Wool-d you believe me if I told you that sheep used to roam where your child now attends high school?
Believe it or not, where the high school now stands, there once was a farm called Sorosis Farm that covered nearly 10 percent of the town. The owner of the farm, Alexander E. Little, was also the owner of a successful women’s shoe brand named “Sorosis,” which he founded in the late 19th century. He purchased the land in the early 1900s in order to sell food products to his workers at the A. E. Little & Co. shoe factory in Lynn. Thus, he named the farm Sorosis Farm.
In addition to the sheep, Sorosis Farm grew produce and raised other livestock; the sheer size of the property allowed for both crops and grazing animals such as cows. It was not just open space, however. Many buildings dotted the land including an icehouse, large barns for the animals, and a farmhouse.

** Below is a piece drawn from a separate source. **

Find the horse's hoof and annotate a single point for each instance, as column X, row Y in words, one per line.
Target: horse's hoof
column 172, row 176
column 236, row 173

But the farm’s success was short-lived. In 1934, due to the economic havoc the Great Depression wreaked, Little’s farm failed. According to a 1999 interview with William W. Kiernan, who worked on the form, as the farm’s financial ventures took a downturn, so too did Little’s interest in running a farm. Kiernan recalled that Little rarely visited the farm except to show visitors around and have them drink from a two-quart dipper (picture a very large cylindrical ladle).
As prospects declined, Little sold some of the property to the town. Though agricultural production has long since ceased and the town now uses the area for the high school, the Council on Aging, and community amenities, there are traces of Little’s imperial farm.
The foundations of some of the buildings remain, even if in rough shape. But even if you cannot make it out to see the ruins, there are plenty of photographs of the farm in the Marblehead Historical Commission’s archives.